GPU run does not give the correct Eneregy

Hi Mike,

You are right. I got it to work by doing the following steps:

1. Updated to the latest nvidia driver
2. Updated CUDA to 3.2
3. Deleted the lammps directory that I untarred from the tarball
4. Untarred the lammps tarball
5. make STUBS directory
6. make lib/gpu using STUBS mpi
7. make lammps using STUBS,FFTW and GPU

And here are the timings for in.melt (Loop time). I used force/neigh

CPU - 31Mar11 version -1.63 s
GPU - 31Mar11 version -0.27 s
GPU -5Sep10 version (which doesn't run anymore after I did the above
steps) - 0.45 s

setting fix gpu mode to force gives the same timings as the 5Sep10 version.
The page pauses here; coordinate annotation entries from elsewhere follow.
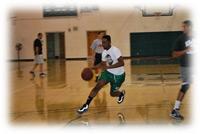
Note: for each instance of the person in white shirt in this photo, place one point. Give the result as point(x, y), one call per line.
point(97, 49)
point(113, 72)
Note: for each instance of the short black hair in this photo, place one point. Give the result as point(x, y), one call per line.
point(39, 34)
point(187, 22)
point(107, 37)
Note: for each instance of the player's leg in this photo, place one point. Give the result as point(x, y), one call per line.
point(92, 94)
point(41, 62)
point(184, 87)
point(115, 85)
point(96, 62)
point(34, 67)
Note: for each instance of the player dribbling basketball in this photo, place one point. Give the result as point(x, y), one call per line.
point(113, 72)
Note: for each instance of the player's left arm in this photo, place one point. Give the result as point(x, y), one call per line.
point(118, 64)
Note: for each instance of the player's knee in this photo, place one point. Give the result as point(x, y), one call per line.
point(184, 88)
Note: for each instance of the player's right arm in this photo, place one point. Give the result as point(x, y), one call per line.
point(100, 65)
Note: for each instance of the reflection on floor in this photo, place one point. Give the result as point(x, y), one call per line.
point(54, 99)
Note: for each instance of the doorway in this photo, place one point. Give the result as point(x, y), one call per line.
point(91, 36)
point(55, 45)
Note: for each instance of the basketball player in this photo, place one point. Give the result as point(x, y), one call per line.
point(112, 66)
point(37, 46)
point(97, 49)
point(182, 50)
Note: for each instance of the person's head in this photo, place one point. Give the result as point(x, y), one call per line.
point(187, 26)
point(39, 35)
point(106, 42)
point(100, 34)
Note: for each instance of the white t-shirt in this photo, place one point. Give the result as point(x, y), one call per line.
point(111, 56)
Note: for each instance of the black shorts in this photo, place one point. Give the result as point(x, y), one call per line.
point(97, 59)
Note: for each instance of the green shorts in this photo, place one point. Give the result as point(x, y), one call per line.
point(114, 80)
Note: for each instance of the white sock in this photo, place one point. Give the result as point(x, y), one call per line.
point(177, 104)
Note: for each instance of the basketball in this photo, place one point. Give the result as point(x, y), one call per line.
point(87, 74)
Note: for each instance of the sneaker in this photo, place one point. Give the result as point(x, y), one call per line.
point(42, 74)
point(121, 97)
point(176, 114)
point(33, 74)
point(83, 109)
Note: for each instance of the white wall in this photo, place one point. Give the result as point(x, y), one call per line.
point(119, 24)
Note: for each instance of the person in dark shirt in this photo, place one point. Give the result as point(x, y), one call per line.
point(182, 50)
point(37, 47)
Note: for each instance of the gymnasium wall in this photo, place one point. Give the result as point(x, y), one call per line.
point(119, 23)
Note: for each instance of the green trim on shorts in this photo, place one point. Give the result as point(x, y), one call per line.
point(114, 80)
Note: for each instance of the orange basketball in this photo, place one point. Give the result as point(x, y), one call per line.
point(87, 74)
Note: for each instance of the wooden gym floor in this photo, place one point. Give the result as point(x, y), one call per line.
point(53, 100)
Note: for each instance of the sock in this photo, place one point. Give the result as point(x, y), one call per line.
point(89, 100)
point(177, 104)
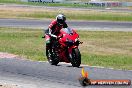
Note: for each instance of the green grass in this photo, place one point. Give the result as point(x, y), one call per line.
point(71, 15)
point(108, 49)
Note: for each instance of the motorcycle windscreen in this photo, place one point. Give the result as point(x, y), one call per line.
point(68, 30)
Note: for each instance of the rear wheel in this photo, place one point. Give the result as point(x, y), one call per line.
point(76, 57)
point(52, 59)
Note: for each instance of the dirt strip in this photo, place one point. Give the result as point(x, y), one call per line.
point(7, 55)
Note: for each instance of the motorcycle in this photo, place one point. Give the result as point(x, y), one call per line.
point(65, 48)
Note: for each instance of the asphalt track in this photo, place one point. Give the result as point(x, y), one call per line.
point(82, 25)
point(33, 74)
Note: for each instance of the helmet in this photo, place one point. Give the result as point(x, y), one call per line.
point(60, 18)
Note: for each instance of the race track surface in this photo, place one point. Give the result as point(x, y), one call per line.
point(81, 25)
point(33, 74)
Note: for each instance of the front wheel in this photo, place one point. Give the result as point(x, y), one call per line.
point(76, 57)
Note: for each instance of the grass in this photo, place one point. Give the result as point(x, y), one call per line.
point(44, 4)
point(44, 13)
point(108, 49)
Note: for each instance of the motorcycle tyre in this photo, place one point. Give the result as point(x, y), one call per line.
point(76, 57)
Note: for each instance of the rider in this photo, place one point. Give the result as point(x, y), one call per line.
point(54, 29)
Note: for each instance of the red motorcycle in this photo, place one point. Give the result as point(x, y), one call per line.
point(65, 48)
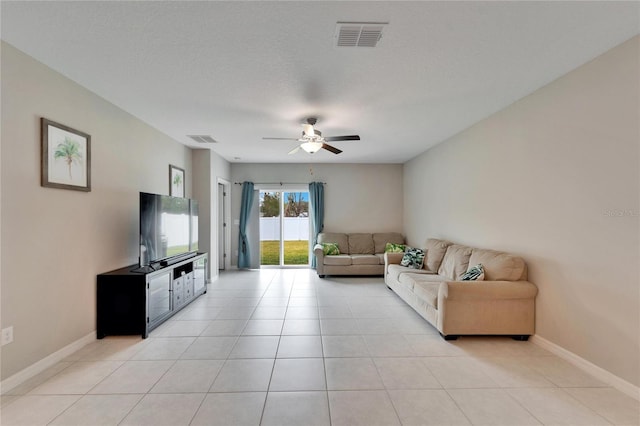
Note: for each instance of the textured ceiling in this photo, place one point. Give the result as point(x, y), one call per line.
point(239, 70)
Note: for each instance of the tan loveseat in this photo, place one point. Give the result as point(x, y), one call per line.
point(360, 253)
point(502, 304)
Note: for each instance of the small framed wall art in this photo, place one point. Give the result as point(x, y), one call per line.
point(176, 181)
point(66, 157)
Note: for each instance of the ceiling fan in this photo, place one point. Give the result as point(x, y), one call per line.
point(312, 140)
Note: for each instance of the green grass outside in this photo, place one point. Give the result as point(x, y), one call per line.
point(295, 252)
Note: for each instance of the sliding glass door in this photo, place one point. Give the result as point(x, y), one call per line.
point(284, 228)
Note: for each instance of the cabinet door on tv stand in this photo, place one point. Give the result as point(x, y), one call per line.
point(199, 275)
point(159, 297)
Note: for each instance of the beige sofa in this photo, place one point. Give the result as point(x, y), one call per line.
point(502, 304)
point(360, 253)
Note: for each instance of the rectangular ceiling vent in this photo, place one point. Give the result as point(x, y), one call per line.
point(359, 34)
point(202, 138)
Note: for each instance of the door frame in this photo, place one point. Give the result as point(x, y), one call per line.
point(282, 189)
point(225, 238)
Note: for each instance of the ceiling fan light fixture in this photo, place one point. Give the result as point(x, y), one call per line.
point(311, 147)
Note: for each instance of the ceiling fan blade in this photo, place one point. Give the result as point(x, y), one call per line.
point(331, 148)
point(342, 138)
point(281, 139)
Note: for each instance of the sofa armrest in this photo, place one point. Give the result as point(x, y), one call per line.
point(393, 258)
point(486, 290)
point(319, 253)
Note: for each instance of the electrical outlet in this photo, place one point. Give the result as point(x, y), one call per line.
point(7, 335)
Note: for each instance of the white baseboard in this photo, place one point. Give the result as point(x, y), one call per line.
point(598, 372)
point(22, 376)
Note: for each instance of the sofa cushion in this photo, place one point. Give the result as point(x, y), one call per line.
point(339, 260)
point(413, 258)
point(365, 259)
point(499, 266)
point(394, 271)
point(381, 239)
point(394, 248)
point(427, 291)
point(330, 249)
point(435, 252)
point(335, 237)
point(360, 243)
point(455, 261)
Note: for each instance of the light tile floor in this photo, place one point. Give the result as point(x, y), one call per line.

I also run my data and input files that did not run in the 5Sep10
version of lammps because of a cell list error. Here is the url of
that thread: And I am
happy to report that this system ran in the 31Mar11 version and I had
a speedup of 5.6 ( 113 s - cpu /20 s gpu) by setting the fix gpu mode
to force/neigh.

Now I will be testing my input files that are charged and using pppm
by using lj/cut/coul/long/gpu. What speedups/ benchmark did you get
for these kind of systems? And how is pppm implemented? Is the
calculations done in the gpu ?

Thanks again.


Glad it worked. CUDA 3.2 used size_t types for some of the driver API calls versus int in the last versions. There is supposed to be a check for this in the code, but I never tested mixing 3.2 drivers with 3.0 headers.

Regarding the speedups, this really depends on the hardware. For the version you have, pppm runs on the CPU asynchronously during the GPU force calculation, so the speedup depends on the number of processes sharing the GPU among other things.

I will send out a link to update the GPU library with a gpu accelerated pppm for testing - hopefully monday. It is done, however, I am improving the error reporting to prevent users from using the wrong arch flag, etc before I send out.

A speedup number for the rhodopsin benchmark with mixed precision force calculation and double precision pppm calculation is ~ 3x versus 6 processes on a hex-core opteron.

- Mike